Improving the generalization of glaucoma detection on fundus images via feature alignment between augmented views

Chengfeng Zhou; Juan Ye; Jun Wang; Zhiyong Zhou; Linyan Wang; Kai Jin; Yaofeng Wen; Chun Zhang; Dahong Qian

doi:10.1364/BOE.450543

Improving the generalization of glaucoma detection on fundus images via feature alignment between augmented views

Biomed Opt Express. 2022 Mar 11;13(4):2018-2034. doi: 10.1364/BOE.450543. eCollection 2022 Apr 1.

Authors

Chengfeng Zhou¹, Juan Ye², Jun Wang³, Zhiyong Zhou⁴, Linyan Wang², Kai Jin², Yaofeng Wen¹, Chun Zhang⁵, Dahong Qian¹

Affiliations

¹ School of Biomedical Engineering, Shanghai Jiao Tong University, Shanghai, China.
² Department of Ophthalmology, the Second Affiliated Hospital of Zhejiang University, Hangzhou, China.
³ Zhejiang University City College, Hangzhou, China.
⁴ School of Mechanic, Shanghai Dianji University, Shanghai, China.
⁵ Department of Ophthalmology, Peking University Third Hospital, Beijing, China.

Abstract

Convolutional neural networks (CNNs) are commonly used in glaucoma detection. Due to the various data distribution shift, however, a well-behaved model may be plummeting in performance when deployed in a new environment. On the other hand, the most straightforward method, data collection, is costly and even unrealistic in practice.
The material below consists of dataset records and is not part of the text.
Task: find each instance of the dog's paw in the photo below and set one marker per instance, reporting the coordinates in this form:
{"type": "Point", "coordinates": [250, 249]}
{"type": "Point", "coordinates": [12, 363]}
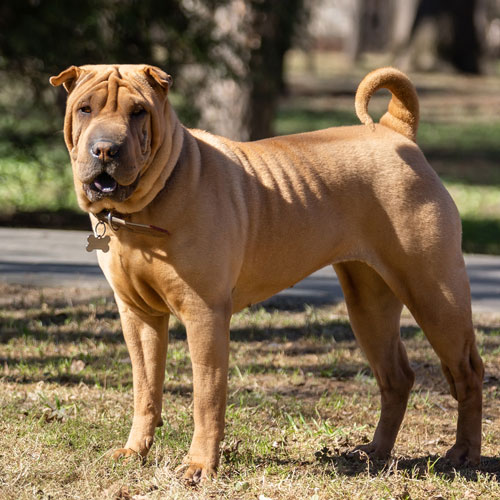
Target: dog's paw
{"type": "Point", "coordinates": [464, 455]}
{"type": "Point", "coordinates": [195, 473]}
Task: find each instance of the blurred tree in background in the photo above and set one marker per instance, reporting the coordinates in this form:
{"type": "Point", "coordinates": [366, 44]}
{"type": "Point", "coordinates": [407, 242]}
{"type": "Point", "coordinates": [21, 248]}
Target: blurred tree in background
{"type": "Point", "coordinates": [226, 56]}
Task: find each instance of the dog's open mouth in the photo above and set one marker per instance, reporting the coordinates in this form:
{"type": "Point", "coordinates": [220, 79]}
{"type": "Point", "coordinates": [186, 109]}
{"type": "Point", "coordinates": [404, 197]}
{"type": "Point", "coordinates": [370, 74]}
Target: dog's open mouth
{"type": "Point", "coordinates": [104, 184]}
To address these challenges, we propose a new method named data augmentation-based (DA) feature alignment (DAFA) to improve the out-of-distribution (OOD) generalization with a single dataset, which is based on the principle of feature alignment to learn the invariant features and eliminate the effect of data distribution shifts. DAFA creates two views of a sample by data augmentation and performs the feature alignment between that augmented views through latent feature recalibration and semantic representation alignment. Latent feature recalibration is normalizing the middle features to the same distribution by instance normalization (IN) layers. Semantic representation alignment is conducted by minimizing the Topk NT-Xent loss and the maximum mean discrepancy (MMD), which maximize the semantic agreement across augmented views from individual and population levels. Furthermore, a benchmark is established with seven glaucoma detection datasets and a new metric named mean of clean area under curve (mcAUC) for a comprehensive evaluation of the model performance. Experimental results of five-fold cross-validation demonstrate that DAFA can consistently and significantly improve the out-of-distribution generalization (up to +16.3% mcAUC) regardless of the training data, network architectures, and augmentation policies and outperform lots of state-of-the-art methods.